The default engine keeps fast, conservative missing-value rules. For nonlinear mixed tabular data, you can opt into MissForest-style random-forest imputation with the optional ML extra:

pip install "freshdata-cleaner[ml]"
cleaned, report = fd.clean(
    df,
    impute_method="missforest",
    target_column="churn",
    id_columns=("customer_id",),
    return_report=True,
)

Column-level overrides can mix MissForest with simple strategies:

cleaned, report = fd.clean(
    df,
    impute_strategy={
        "age": "missforest",
        "income": "median",
        "segment": "missforest",
    },
    return_report=True,
)

MissForest starts with safe median/mode fills, then iteratively trains random forest regressors for numeric targets and classifiers for categorical/boolean targets. Each action reports the model type, imputed count, iteration count, convergence status, confidence, risk, optional OOB score, indicator status, and any fallback reason.

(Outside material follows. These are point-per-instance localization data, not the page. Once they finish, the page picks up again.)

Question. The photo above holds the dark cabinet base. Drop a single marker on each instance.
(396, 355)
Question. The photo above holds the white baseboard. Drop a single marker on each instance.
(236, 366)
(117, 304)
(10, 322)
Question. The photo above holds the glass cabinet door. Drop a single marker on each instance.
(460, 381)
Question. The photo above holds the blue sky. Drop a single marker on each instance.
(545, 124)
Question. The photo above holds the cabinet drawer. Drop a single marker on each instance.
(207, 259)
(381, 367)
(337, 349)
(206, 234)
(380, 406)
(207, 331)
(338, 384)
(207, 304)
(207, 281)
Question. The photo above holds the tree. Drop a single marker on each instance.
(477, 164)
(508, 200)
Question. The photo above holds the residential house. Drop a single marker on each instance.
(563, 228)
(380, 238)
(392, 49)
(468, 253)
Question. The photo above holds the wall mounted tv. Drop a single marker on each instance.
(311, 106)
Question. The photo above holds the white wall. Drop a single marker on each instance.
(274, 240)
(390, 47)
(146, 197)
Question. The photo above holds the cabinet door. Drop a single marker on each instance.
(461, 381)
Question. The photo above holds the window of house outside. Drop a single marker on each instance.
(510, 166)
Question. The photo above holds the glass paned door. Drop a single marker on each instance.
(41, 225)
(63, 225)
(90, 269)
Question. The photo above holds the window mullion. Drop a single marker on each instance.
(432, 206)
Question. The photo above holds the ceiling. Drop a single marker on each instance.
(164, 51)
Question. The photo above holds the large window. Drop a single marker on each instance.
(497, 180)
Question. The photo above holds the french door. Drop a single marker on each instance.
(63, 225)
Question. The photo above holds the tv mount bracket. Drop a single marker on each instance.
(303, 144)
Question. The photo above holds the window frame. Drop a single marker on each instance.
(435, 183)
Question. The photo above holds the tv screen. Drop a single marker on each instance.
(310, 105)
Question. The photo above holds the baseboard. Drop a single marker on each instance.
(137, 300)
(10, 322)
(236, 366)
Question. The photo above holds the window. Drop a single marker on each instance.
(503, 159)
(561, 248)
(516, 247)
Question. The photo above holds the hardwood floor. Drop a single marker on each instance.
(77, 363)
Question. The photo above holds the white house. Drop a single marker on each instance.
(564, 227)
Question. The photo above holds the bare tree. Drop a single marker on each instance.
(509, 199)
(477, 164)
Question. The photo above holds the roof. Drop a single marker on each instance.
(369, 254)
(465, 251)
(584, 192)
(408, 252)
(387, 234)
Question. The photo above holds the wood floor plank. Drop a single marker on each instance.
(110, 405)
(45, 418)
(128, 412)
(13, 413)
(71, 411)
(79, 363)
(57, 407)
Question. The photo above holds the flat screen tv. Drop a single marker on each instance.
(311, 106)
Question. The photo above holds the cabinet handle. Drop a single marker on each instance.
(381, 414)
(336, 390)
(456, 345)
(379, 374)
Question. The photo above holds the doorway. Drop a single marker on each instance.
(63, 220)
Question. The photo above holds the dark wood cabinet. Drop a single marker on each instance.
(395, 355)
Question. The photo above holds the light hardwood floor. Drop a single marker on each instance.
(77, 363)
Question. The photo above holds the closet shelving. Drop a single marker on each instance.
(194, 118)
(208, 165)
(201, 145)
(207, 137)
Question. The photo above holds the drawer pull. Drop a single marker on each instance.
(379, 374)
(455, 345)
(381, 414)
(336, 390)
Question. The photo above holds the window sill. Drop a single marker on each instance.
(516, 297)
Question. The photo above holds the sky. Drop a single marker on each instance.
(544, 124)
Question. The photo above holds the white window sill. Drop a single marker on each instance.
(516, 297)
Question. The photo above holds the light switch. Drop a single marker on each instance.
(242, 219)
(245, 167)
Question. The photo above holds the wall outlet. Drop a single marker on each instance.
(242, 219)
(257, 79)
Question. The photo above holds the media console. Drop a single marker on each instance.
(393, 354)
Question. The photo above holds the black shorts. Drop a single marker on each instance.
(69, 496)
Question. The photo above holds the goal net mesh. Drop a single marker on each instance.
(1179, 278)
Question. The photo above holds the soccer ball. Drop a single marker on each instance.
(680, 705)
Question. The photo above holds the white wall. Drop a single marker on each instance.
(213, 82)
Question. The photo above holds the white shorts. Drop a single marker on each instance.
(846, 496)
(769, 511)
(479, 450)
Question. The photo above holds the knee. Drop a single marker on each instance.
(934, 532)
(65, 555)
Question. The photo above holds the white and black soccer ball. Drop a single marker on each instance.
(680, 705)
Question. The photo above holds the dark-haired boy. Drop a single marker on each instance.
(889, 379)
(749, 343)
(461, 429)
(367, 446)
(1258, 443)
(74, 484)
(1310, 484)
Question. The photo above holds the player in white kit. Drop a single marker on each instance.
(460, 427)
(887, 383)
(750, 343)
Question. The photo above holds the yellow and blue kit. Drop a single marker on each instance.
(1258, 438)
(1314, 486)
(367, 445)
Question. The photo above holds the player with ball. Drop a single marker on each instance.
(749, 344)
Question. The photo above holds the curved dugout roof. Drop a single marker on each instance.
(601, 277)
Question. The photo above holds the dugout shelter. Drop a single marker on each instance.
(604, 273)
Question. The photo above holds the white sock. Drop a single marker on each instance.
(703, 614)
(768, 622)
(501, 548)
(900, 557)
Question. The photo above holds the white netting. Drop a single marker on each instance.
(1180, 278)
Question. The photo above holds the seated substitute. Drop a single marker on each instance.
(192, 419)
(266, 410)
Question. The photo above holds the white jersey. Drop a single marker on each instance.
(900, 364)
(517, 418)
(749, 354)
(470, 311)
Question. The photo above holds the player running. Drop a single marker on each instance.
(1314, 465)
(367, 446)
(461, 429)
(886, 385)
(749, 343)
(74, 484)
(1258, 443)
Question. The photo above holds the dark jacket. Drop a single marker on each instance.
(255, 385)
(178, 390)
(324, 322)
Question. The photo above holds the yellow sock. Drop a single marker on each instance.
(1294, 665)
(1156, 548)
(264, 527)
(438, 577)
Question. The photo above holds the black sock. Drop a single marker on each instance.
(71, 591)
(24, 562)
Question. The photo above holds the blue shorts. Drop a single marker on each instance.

Use it when missing values depend on nonlinear relationships across several columns. Avoid it for tiny datasets, mostly missing columns, high-cardinality categorical fields, free text, IDs, targets, and latency-sensitive workloads. Those cases fall back to safe simple fills or preservation with an audit note.

Tuning

fd.clean(
    df,
    strategy="balanced",             # "aggressive" | "conservative"
    missing_threshold_low=0.05,      # band edges for the missing-value rules
    missing_threshold_medium=0.30,
    missing_threshold_high=0.60,
    duplicate_threshold=0.10,
    outlier_method="iqr",            # "zscore" | "auto" | "isolation_forest"
    outlier_action="auto",           # context-aware; "cap" | "remove" | "flag" | None
    target_column="churn",
    preserve_columns=("notes",),
    id_columns=("ref",),
    impute_method="missforest",      # optional; requires freshdata-cleaner[ml]
    missforest_max_iter=5,
    missforest_n_estimators=100,
    return_report=True,
)

Explicit choices always override the engine. Every option lives on one frozen dataclass — CleanConfig — and unknown names fail immediately with a "did you mean" suggestion.

What freshdata will not do

  • Touch a target/label column, impute an identifier, or force-fill free text.
  • Remove outliers blindly — fraud/anomaly-style columns keep their extremes.
  • Guess fuzzy entity resolution in clean() — that is opt-in via the enterprise layer's clustering.
  • Parse ambiguous European decimal commas ("1.234,56") — too risky to guess.
  • Mutate your DataFrame (unless you pass preserve_original=False).